Our manic and compulsive building of ever more highways to ever more suburbs further out in the agricultural and woodlands (displacing wolves and bears and deer - they are NOT invading our habitat ---> we are invading their habitat), and building ever more and larger houses (more cubic feet to heat and air condition) with the merest lip service to insulation and energy management. This is problem number one. That's where I side with Amory Lovins and his works on housing and architecture.
Kunstler really raises two "core" hydrocarbon issues with agriculture--
1. Hydrocarbon ag chemicals
2. Hydrocarbon fuels.
The hydrocarbon ag chemicals are the nitrogen fertilizers that use "by-product" hydrogen from petroleum refineries. While easier said then done - petroleum refinery by-products and reformer gas will price themselves out of the market and be replaced with other hydrogen sources. Meanwhile, the pesticides and herbicides are complex products at the end of a long chain of synthetic organic chemistry from the petroleum refinery -- and given the creativity of synthetic organic chemists, these herbicides and pesticides could just as easily come from biomass feed stocks or coal (original source in the days of coke ovens for the steel industry).
As to hydrocarbon fuels -- agriculture equipment will inevitably be modified to run on synthetic natural gas from, for example, anaerobic digestion of farm waste and sewage.
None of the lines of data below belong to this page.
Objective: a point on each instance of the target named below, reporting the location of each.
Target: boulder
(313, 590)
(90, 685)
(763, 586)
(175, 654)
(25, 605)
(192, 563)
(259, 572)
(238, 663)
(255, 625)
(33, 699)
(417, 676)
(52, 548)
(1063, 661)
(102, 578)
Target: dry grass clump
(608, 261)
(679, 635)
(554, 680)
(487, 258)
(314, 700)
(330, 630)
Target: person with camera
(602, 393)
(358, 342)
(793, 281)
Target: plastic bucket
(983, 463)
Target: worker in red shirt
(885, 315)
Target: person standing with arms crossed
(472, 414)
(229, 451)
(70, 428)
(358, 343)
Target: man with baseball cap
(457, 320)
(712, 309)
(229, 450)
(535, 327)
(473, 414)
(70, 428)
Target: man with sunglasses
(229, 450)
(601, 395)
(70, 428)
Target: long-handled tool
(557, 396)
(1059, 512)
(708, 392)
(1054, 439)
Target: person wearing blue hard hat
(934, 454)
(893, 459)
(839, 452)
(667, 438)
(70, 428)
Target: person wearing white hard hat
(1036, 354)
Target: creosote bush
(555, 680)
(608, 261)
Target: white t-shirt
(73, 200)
See
- and I Googled and Dialog'ed and ChemAbs'ed this -- this is moving very rapidly in our "Big Ten" schools -- and in the mid-west. It is real.
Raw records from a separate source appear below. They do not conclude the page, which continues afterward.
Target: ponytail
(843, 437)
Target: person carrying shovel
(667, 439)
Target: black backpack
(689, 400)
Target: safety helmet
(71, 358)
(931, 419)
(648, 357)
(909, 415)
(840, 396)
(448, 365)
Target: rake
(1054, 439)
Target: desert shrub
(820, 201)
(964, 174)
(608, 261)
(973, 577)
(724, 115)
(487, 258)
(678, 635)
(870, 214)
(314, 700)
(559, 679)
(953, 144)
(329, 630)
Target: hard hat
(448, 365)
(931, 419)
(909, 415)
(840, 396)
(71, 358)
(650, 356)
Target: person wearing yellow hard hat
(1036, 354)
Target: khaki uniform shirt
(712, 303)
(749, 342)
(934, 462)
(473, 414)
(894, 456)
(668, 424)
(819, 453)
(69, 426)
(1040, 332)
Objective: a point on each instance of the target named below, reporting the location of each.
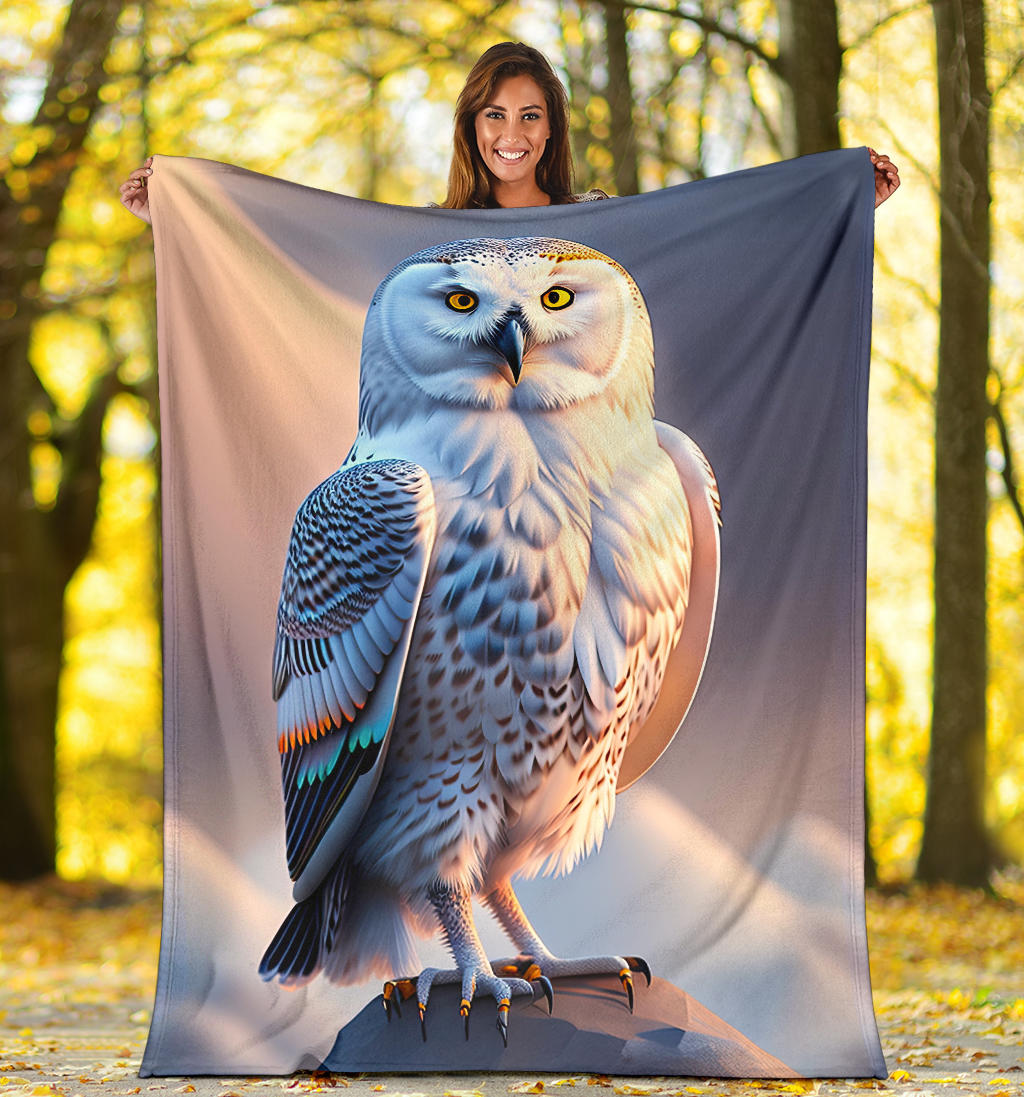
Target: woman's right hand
(135, 191)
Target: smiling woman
(512, 145)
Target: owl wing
(687, 658)
(352, 580)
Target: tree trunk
(38, 550)
(810, 61)
(956, 846)
(619, 94)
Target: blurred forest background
(357, 95)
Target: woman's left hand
(887, 177)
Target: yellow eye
(558, 297)
(462, 301)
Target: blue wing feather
(352, 579)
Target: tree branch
(875, 27)
(1009, 472)
(709, 26)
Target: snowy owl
(479, 611)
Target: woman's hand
(135, 191)
(887, 177)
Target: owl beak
(509, 341)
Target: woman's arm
(135, 191)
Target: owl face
(520, 324)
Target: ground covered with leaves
(78, 967)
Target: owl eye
(558, 297)
(462, 301)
I agree with Kunstler that there will be dislocations and adjustments -- but I disagree that we will go back to a labor intensive, local agriculture.
As to the suburbs and land use issues generally, I have to go along with the Berkeley CA founded (credit to Stu Cohen, a real "San Francisco-Berkeley" activist) and based - mass transit, mass transit, mass transit, pedestrian friendly, pedestrian friendly, pedestrian friendly, transit friendly, transit friendly, transit friendly, high density housing, high density housing, high density housing. Stu advocates a return to the multi-use neighborhoods that existed before the highway building and suburb building boom of the 1940's (when most kids walked to school, most people walked to neighborhood shopping, most people took mass transit to work.... ).